Although we have known for ages that Vitamin D is a crucial for healthy bodies, it has received extra attention in the media lately that may have left you wondering what all the fuss is about. If you’re as skeptical about hyped up new health trends and dietary supplements as I am, then you probably haven’t gone out and bought every bottle of Vitamin D pills at your local health food store. However, the more I read and understand about it, the more inclined I am to soak up the sun and drink a tall glass of fortified soymilk.
As the list of health benefits for people getting enough Vitamin D in their diets continues to grow, many groups have jumped on the Vitamin D bandwagon. For example, many doctors and organizations now suggest that previous recommended daily intakes were inadequate and groups such as the Micronutrient Information Center of the Linus Pauling Institute are now calling for up to 1000 IU for adults. In addition to assisting in the absorption of calcium and promoting bone mineralization, an adequate intake also helps to strengthen the immune system and protect against a number of serious diseases, including rickets and osteomalacia. Research suggests vitamin D may also provide protection from hypertension, psoriasis, several autoimmune diseases (including multiple sclerosis and rheumatoid arthritis), and reduce the incidence of fractured bones. In addition, growing evidence has demonstrated its important role in defending against cancer. I knew from the National Women’s Health Network fact sheet on osteoporosis that Vitamin D was important for strong bones (http://www.nwhn.org/healthinfo/detail.cfm?info_id=18&topic=Fact%20Sheets), but I was amazed to find studies linking a deficiency of vitamin D to as many as 18 different cancers.

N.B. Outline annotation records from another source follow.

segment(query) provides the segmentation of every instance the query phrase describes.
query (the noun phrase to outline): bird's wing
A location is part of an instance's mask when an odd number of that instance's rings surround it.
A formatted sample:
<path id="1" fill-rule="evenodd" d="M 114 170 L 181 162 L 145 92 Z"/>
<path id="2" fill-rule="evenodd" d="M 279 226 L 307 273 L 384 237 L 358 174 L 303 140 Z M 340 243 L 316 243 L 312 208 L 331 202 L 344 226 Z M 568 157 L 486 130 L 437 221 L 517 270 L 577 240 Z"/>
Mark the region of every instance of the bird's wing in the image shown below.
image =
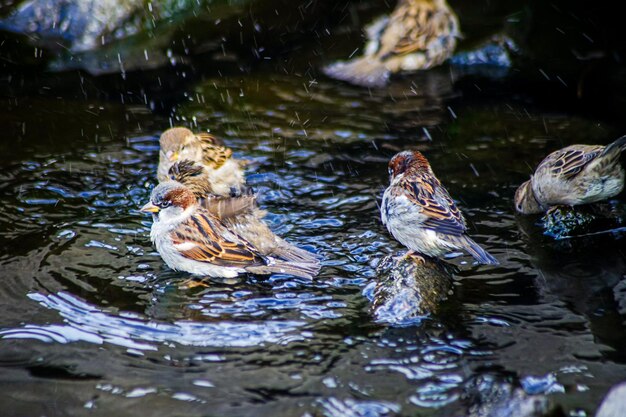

Now that you know some of the incredible ways that Vitamin D can protect your health, you’re surely wondering how to get more of it into your diet. The good news is that you can often get all of the vitamin D you need for free, just through sun exposure. The bad news is that most of us want to protect ourselves from skin cancer, as well, even if we did all live in an ideal place for sunbathing. The trick lies in knowing how to balance our exposure to the sun so that we are neither damaging our skin cells nor creating a vitamin D deficiency. Many people do not get nearly enough exposure due to season, geographic latitude, time of day, cloud cover, smog and sunscreen, which all affect UV ray exposure and vitamin D synthesis in the skin. The UV energy above 42 degrees north latitude (a line approximately between the northern border of California and Boston) is insufficient for vitamin D synthesis from November through February. For people living in those areas, it is particularly important to include good sources of vitamin D in their diet. Fish is one of the best sources, especially fatty meat like salmon, tuna, and mackerel. For vegetarians, many mushrooms provide a variable amount of the vitamin. However, because very few foods in nature contain Vitamin D, most of our intake in the United States comes from fortified foods. According to the NIH Office of Dietary Supplements, almost all of the U.S. milk supply is fortified with 100 IU/cup of vitamin D. Many foods already in your kitchen often contain added vitamin D, such as some brands of soymilk, cereal, orange juice, yogurt, and margarine. Since not all brands provide equal amounts, you may want to start reading the nutrition label more closely the next time you’re choosing groceries.
Depending on where you live and what you eat, you may not be receiving enough Vitamin D. In that case, a bottle of Vitamin D supplements would be a good investment for your health. Although taking an excessive amount of anything can be toxic, it is highly unlikely that you are at risk for having too much Vitamin D in your body if you take an additional supplement. Now that I know the risks associated with deficiencies of the Vitamin, I plan on taking pills during the winter months. If you do choose to take a supplement, you should keep the daily Adequate Intake (AI) in mind. According to the NIH, the AI for adults is 5 mcg (200 IU) daily for women, men, and pregnant/lactating women under the age of 50. People 50 to 70 years old should get 10 mcg daily (400 IU) daily, and those over 70 should get 15 mcg daily (600 IU). However, many experts recommend more, up to 1,000 IU of vitamin D per day. Look for supplements that provide D3 (cholecalciferol) rather than D2 (ergocalciferol). Ultimately, it is each of our own responsibility to investigate the levels of Vitamin D that we get from sun exposure, diet, and supplements and then choose a healthy plan to follow.